I told you my greatest fear. Your assurance that it will not happen is very soothing. I secretly wished you will be the one to keep that fear from happening. I felt the sincerity in your voice.

"How many strangers have you talked to online?" You asked.

"There were two others. But you were the most awesome."

"Why is that, precisely?"

"Because you know how to sustain a conversation."

"Haha, it's very evident on the amount of dead air as we talk right now."

"Well, we have a lot in common and that always gives us something to talk about."

What I didn't tell you is that even in that silence, I am happy. I just listened to your breathing. You gave me the certainty that there is someone I can talk to, even if that person is half the world away. You made me feel how it is to have someone waiting for you to go online.

You made me realize that all I needed is someone to listen, and you are that someone and more.

_____________________________________________

I never thought that something I dreaded so much would give me so much happiness.

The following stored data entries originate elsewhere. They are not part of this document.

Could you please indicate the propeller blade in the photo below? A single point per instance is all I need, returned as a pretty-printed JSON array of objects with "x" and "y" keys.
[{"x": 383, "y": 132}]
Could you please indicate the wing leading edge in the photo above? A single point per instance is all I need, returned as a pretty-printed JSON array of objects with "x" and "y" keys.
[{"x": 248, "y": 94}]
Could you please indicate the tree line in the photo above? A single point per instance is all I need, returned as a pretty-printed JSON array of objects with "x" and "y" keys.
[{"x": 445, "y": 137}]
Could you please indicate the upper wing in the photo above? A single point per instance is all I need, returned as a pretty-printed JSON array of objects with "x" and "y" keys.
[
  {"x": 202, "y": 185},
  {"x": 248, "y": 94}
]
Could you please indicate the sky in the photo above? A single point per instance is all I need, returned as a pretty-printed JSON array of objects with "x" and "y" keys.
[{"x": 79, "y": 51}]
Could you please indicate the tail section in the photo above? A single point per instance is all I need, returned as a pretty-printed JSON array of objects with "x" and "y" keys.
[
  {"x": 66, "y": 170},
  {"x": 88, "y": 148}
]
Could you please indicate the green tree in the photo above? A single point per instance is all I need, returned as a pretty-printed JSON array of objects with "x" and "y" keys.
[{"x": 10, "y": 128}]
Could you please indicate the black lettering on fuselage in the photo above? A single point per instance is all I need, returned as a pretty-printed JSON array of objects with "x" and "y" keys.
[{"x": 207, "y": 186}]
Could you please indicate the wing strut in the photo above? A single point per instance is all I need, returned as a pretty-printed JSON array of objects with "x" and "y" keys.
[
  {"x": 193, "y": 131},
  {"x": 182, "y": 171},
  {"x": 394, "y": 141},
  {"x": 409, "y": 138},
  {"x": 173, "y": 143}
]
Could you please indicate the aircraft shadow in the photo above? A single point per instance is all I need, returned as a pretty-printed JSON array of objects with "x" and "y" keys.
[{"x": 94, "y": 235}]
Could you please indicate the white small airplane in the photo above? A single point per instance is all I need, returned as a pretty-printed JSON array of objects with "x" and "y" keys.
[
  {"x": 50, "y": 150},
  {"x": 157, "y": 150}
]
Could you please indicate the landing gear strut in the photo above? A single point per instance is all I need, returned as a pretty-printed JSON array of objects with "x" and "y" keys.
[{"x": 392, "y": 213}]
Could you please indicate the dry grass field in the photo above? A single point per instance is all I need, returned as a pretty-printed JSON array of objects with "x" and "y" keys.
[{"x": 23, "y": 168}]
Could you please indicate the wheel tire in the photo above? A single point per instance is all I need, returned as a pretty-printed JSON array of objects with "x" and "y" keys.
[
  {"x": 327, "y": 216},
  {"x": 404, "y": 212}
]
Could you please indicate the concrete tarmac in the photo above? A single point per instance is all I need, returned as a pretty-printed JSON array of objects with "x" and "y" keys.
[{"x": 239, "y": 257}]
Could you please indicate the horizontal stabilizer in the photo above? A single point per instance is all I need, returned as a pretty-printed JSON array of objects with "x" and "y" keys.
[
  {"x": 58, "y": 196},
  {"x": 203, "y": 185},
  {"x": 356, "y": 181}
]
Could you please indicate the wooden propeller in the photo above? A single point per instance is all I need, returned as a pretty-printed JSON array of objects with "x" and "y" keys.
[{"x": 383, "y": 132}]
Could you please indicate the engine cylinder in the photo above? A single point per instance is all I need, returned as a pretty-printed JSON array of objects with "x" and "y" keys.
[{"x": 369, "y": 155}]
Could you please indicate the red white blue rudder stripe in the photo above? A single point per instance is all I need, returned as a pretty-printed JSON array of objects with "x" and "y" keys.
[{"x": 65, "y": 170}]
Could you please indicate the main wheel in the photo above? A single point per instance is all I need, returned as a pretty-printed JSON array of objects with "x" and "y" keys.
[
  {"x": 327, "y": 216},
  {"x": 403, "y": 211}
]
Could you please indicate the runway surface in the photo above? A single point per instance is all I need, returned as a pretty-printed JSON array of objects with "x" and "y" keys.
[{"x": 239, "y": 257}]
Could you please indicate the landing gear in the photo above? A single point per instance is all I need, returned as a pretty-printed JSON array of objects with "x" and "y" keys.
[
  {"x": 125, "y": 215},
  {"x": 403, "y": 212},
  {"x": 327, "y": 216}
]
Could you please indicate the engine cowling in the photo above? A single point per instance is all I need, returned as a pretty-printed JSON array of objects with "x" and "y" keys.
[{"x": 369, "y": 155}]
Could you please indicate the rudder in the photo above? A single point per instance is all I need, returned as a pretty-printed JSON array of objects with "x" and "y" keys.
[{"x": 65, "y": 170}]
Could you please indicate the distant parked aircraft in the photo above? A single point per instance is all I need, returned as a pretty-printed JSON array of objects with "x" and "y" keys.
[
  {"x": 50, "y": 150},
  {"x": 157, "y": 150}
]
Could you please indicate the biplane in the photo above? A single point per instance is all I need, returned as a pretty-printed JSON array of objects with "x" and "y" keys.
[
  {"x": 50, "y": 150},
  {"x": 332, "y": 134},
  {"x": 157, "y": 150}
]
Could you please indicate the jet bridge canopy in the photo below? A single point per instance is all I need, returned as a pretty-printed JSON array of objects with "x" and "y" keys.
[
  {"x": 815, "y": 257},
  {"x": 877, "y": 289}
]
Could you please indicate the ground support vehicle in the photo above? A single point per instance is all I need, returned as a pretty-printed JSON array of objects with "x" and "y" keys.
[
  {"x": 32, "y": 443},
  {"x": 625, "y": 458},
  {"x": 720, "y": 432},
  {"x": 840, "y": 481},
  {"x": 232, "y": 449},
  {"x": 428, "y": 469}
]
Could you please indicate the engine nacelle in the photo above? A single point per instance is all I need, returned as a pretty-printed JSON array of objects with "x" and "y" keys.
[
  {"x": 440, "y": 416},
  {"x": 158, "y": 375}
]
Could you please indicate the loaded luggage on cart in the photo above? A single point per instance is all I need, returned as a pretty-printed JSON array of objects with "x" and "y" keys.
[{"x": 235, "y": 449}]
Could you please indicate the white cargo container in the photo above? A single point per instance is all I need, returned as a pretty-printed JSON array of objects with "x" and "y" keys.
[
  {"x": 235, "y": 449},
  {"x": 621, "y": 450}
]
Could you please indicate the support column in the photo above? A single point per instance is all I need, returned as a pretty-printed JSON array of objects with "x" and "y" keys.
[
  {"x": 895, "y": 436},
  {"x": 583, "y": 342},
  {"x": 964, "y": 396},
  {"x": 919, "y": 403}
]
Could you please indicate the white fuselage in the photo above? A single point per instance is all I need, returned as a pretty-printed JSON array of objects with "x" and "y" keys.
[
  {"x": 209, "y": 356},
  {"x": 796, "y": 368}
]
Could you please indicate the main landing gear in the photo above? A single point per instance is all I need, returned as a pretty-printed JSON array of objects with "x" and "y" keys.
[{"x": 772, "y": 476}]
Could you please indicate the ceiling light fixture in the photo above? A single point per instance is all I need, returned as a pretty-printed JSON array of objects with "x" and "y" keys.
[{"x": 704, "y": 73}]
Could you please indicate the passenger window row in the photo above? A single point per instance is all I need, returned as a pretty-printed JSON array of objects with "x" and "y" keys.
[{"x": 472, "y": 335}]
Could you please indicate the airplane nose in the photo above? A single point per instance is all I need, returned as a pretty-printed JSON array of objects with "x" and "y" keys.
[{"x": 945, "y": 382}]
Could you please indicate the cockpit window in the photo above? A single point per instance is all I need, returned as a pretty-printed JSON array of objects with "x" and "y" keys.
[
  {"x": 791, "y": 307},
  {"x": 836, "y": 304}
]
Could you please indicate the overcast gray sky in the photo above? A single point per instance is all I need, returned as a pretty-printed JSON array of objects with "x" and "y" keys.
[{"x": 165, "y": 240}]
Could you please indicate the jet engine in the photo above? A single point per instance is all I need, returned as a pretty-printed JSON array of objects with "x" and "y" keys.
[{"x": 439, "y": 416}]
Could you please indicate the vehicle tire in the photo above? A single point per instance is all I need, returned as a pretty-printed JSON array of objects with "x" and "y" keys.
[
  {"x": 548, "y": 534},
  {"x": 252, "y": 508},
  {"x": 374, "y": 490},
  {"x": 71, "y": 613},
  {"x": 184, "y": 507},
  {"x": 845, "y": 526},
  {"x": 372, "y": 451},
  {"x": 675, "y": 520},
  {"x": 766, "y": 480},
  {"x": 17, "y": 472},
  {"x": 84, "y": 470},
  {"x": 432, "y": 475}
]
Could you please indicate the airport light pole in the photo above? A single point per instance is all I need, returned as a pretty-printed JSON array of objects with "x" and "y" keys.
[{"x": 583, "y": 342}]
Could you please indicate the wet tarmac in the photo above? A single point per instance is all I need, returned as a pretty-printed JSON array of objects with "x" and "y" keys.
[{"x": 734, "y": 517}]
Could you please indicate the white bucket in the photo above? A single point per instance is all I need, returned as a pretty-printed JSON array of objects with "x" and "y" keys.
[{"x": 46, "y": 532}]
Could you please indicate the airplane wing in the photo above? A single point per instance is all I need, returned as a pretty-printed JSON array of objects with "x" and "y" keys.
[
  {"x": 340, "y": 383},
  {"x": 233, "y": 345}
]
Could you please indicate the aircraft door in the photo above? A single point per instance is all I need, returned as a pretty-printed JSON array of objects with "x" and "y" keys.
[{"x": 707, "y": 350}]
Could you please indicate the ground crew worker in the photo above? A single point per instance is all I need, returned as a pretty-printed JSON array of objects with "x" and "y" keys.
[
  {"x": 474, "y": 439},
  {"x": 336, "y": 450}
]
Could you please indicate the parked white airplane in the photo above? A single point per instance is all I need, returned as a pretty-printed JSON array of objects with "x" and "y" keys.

I never thought that this kind of happiness used to lie in a stranger's hands. I never thought that talking to you would be something I'd look forward to when I get home. Maybe we can talk again sometime?

"Haha, certainly. I'd like that."

Now you know John Mayer's lecture on his introduction to an acoustic version of "Love Song for No One"? If there is one thing you should know in conversations with potential sparks, it is to NEVER, EVER underestimate the power of "I'd like that."



And I know that this "I'd like that" carries a lot of potential for us.